Entende-se que o governo digital consiste na oferta de serviços aos cidadãos de maneira a maximizar os resultados por meio de atividades apoiadas nas TICs (principalmente a internet) como estratégia para aumentar a participação cidadã e dar transparência às ações governamentais. O governo digital, no contexto do setor público, abrange as atividades de e-administração e e-serviços.

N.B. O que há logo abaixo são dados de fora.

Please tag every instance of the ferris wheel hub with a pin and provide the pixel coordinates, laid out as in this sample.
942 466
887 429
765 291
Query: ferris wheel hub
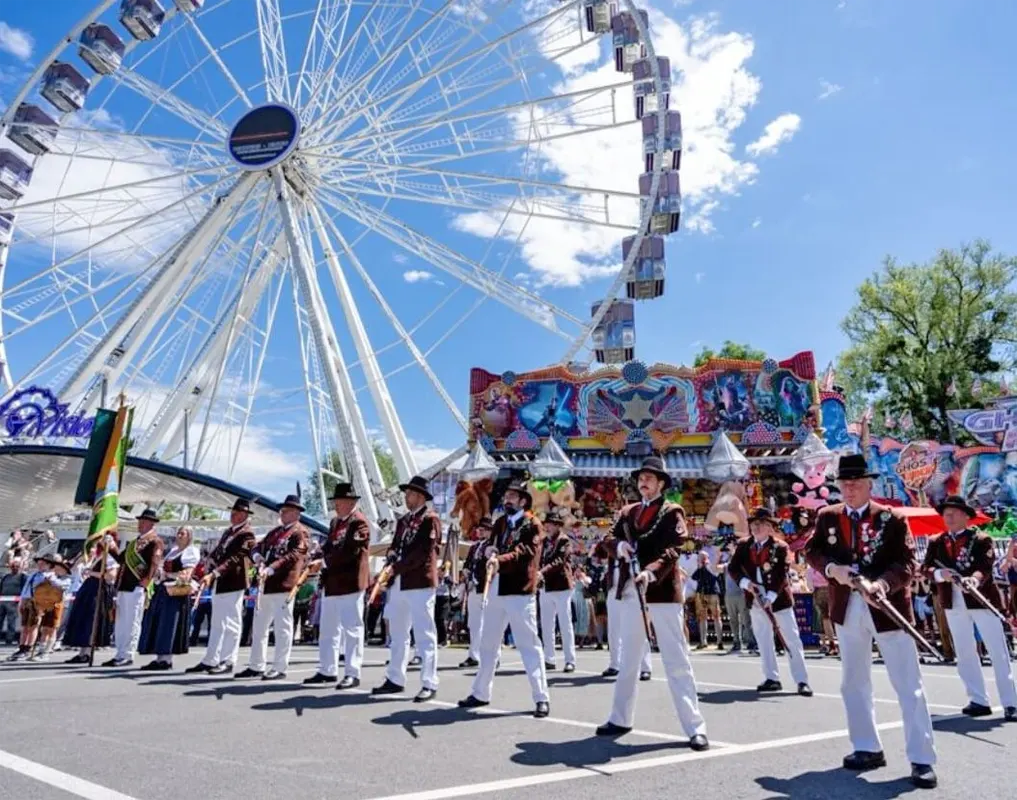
264 136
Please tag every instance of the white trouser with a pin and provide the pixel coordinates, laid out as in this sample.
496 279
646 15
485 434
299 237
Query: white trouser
412 609
763 630
519 611
475 615
668 623
962 621
615 639
342 630
276 610
901 658
127 628
224 631
557 604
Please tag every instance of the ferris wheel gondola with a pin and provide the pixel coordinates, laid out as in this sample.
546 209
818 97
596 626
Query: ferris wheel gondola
219 166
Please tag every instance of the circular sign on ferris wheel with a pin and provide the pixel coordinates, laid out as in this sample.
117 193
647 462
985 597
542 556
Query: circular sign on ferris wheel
263 136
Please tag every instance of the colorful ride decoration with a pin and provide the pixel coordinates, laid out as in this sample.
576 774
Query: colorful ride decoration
636 406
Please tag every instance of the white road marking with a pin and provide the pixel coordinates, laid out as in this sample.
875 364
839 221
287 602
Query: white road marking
576 773
68 783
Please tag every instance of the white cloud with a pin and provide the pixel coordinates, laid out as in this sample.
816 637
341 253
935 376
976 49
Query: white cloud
828 89
778 132
713 89
16 42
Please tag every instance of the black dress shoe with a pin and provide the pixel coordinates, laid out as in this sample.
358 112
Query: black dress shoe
610 729
923 777
317 679
387 688
860 760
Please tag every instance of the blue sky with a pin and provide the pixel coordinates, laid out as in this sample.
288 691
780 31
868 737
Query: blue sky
900 143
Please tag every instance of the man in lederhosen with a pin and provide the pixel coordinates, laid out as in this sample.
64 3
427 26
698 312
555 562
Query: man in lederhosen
646 542
868 553
345 575
475 572
280 558
760 567
555 596
967 555
413 558
227 566
139 562
513 556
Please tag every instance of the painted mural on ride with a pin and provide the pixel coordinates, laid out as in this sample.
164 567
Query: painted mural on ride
984 473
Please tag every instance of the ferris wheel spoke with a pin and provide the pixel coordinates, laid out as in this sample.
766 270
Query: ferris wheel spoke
277 73
522 301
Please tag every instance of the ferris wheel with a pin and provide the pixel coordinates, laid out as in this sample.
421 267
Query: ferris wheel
188 191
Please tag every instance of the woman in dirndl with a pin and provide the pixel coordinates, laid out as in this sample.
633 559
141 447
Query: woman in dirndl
166 626
97 588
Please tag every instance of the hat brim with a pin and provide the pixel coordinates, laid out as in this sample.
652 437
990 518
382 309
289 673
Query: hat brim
406 487
658 473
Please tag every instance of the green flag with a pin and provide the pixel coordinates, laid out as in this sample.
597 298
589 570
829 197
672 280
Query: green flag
106 504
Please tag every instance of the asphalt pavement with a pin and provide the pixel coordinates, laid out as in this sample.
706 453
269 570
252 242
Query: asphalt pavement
110 734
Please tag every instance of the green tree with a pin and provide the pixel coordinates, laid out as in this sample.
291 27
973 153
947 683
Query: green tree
730 350
335 463
921 333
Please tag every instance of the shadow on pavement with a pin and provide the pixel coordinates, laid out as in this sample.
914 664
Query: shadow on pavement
834 784
583 752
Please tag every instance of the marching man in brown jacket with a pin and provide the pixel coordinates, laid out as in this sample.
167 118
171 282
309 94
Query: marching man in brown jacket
227 566
965 556
413 558
760 568
345 575
514 558
646 543
280 558
555 597
868 553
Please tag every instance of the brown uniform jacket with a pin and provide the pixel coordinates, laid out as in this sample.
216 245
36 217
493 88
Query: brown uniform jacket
345 556
229 559
882 550
771 563
972 554
555 564
475 566
285 552
414 550
657 533
152 552
519 554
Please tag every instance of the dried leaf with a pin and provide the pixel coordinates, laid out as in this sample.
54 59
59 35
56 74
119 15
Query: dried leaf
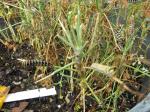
3 94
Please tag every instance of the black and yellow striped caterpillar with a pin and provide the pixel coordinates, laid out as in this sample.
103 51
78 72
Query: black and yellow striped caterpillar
33 62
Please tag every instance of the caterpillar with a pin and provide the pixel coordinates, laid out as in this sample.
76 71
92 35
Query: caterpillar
33 62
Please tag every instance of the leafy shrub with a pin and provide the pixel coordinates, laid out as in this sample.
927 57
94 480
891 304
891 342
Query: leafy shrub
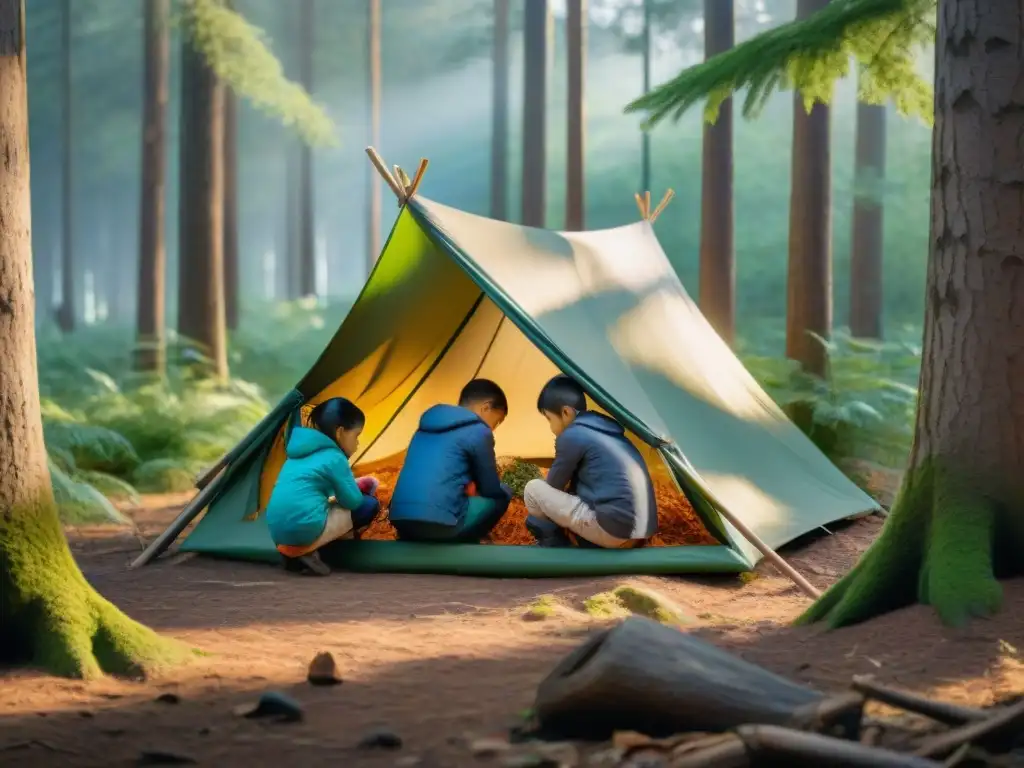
518 474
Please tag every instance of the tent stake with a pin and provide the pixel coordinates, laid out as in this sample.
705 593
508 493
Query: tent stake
386 174
759 544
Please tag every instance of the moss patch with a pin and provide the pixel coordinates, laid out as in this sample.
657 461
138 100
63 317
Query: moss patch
937 548
53 617
632 600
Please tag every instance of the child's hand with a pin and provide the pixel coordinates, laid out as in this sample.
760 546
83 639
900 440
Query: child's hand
368 484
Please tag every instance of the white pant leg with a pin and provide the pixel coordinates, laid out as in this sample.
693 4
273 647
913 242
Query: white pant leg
567 511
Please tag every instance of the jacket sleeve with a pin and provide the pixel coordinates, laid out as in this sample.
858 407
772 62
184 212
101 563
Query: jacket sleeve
346 493
483 466
568 454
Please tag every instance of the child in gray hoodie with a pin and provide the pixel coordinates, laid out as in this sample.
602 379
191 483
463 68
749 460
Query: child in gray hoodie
598 492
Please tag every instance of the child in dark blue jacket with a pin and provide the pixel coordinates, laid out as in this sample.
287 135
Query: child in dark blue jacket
449 488
598 492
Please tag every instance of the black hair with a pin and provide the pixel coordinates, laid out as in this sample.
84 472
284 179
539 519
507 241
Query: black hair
336 414
560 392
483 390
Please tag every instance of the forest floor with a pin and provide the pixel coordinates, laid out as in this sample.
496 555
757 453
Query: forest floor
439 660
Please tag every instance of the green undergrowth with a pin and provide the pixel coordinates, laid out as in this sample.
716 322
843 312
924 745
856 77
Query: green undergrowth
945 540
54 619
112 434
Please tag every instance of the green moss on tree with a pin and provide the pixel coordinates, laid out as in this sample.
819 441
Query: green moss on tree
937 548
53 617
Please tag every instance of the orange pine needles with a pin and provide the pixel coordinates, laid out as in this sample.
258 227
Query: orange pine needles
678 523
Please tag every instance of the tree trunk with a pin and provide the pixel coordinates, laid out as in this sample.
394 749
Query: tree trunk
868 209
718 262
500 115
152 317
232 275
201 298
576 180
809 307
957 522
66 314
307 241
536 22
374 100
49 613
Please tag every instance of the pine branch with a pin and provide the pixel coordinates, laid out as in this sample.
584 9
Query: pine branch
809 55
239 54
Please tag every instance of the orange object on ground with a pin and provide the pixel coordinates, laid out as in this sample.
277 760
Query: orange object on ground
678 523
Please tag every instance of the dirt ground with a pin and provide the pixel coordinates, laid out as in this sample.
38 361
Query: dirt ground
438 660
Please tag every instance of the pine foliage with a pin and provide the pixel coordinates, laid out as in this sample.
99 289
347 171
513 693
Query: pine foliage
240 54
809 54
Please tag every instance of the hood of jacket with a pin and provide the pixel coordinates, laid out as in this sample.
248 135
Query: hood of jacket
599 423
445 418
305 441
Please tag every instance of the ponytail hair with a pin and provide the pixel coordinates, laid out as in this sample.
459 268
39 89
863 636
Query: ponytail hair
336 414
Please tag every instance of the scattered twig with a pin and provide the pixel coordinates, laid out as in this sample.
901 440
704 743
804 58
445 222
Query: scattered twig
939 711
1003 723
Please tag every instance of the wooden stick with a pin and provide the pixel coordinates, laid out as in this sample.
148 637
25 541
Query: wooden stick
385 173
938 711
669 195
402 178
1004 722
639 200
774 744
420 170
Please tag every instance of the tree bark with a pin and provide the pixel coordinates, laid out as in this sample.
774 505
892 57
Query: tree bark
201 292
809 305
232 275
718 262
957 523
868 209
307 241
375 82
49 613
576 179
536 22
66 314
500 114
152 313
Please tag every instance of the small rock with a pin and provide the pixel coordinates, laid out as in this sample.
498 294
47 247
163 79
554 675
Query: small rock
488 748
324 671
160 757
381 738
563 753
271 705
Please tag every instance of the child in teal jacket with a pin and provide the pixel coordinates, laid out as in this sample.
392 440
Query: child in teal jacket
316 499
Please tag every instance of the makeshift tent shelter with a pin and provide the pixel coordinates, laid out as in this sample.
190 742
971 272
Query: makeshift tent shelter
456 296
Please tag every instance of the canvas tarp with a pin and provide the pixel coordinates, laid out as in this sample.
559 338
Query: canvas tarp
456 295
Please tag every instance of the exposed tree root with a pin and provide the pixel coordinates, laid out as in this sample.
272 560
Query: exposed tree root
53 617
936 549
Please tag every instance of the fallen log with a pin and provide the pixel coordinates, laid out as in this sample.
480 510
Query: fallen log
646 677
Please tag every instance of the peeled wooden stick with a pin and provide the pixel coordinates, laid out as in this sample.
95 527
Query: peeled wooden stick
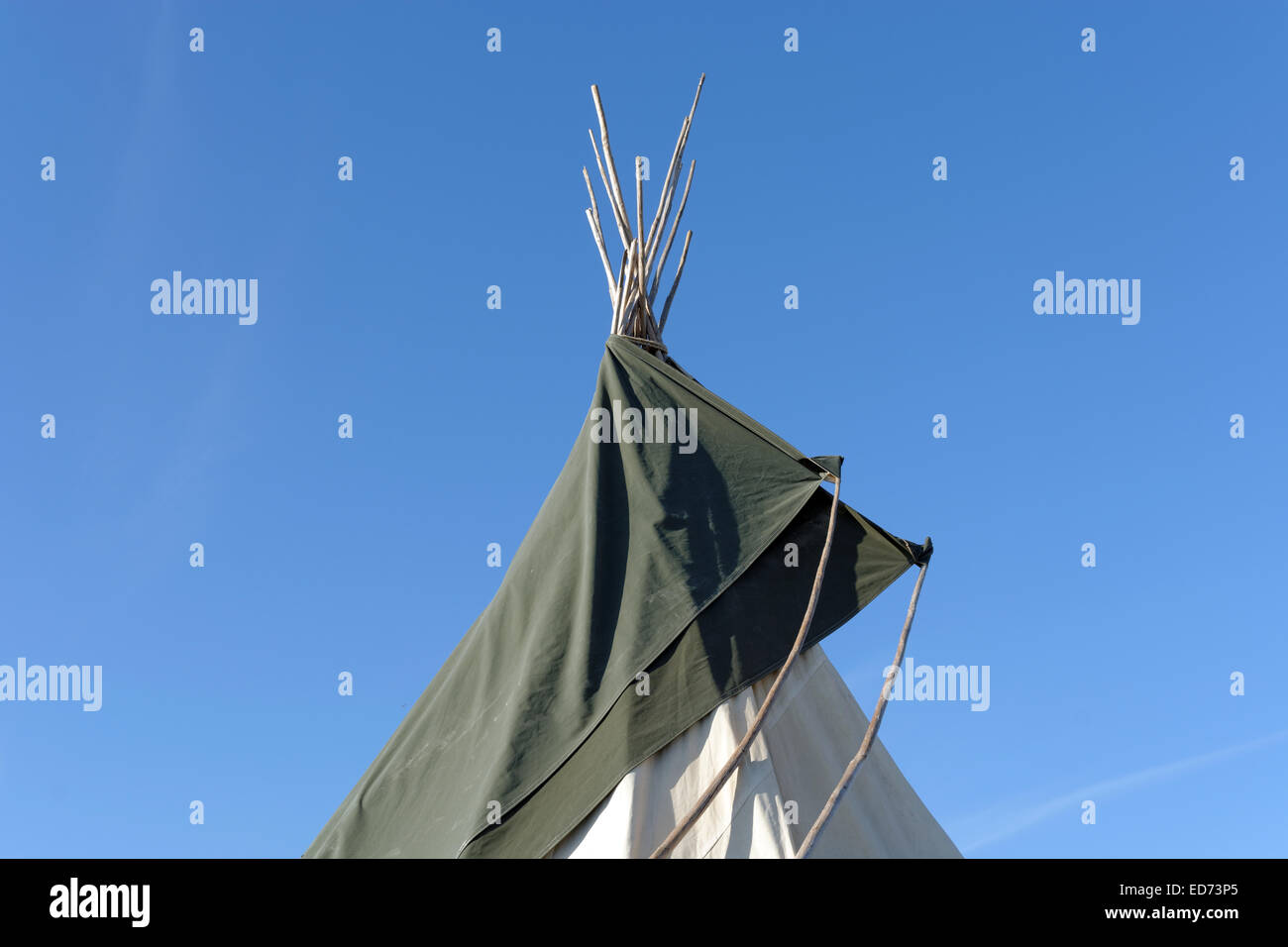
639 196
679 270
874 725
617 213
666 252
664 202
621 292
603 256
616 192
649 328
678 162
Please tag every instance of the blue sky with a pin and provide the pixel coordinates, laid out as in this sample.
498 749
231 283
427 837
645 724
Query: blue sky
814 170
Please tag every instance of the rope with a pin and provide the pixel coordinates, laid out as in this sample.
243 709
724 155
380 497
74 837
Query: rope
874 724
722 776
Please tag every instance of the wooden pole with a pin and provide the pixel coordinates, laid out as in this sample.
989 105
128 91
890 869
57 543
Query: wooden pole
874 725
726 771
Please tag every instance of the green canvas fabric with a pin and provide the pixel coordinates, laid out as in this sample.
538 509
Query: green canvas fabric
643 557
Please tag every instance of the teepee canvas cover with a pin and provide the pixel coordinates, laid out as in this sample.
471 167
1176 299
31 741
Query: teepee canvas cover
595 701
642 560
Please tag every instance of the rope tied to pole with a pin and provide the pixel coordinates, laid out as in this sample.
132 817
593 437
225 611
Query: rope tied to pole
874 725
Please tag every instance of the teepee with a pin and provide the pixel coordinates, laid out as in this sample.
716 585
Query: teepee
647 680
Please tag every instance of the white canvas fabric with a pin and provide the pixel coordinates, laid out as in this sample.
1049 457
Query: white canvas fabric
812 731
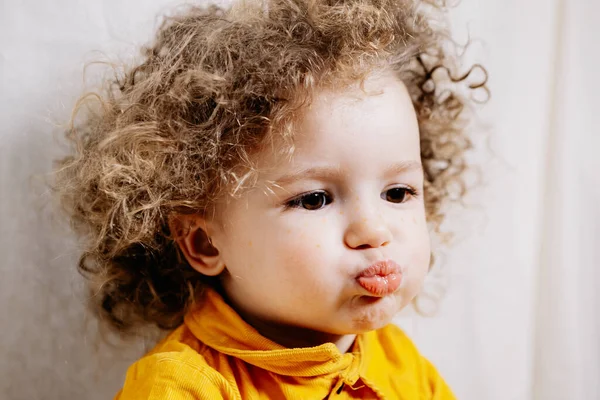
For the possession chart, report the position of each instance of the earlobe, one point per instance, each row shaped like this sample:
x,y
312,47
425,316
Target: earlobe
x,y
191,235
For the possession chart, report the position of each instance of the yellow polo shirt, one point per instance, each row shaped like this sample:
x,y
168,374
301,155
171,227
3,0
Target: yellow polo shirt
x,y
217,355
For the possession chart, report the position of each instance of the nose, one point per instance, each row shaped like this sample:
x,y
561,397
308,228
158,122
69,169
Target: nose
x,y
367,231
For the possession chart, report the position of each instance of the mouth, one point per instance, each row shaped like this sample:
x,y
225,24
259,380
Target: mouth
x,y
381,279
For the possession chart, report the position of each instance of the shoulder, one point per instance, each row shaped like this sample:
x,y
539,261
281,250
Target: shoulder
x,y
174,370
393,347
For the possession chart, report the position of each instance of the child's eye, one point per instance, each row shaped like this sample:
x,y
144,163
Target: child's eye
x,y
311,201
398,194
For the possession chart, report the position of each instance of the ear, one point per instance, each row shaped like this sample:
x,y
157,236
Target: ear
x,y
192,236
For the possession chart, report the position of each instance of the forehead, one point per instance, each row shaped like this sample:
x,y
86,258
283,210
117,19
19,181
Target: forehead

E-administração representa o uso de TICs nas atividades administrativas internas à organização, a exemplo da criação e utilização de sistemas eletrônicos de gerenciamento de dados, como o Sistema Eletrônico de Informações (SEI), e de sistemas internos de pagamentos de consultores e passagens, entre outras atividades administrativas. E-serviços, por sua vez, consiste na oferta de serviços públicos por uma organização por meio das TICs, a exemplo de inscrições on-line e emissão de boletos, entre outros serviços digitais.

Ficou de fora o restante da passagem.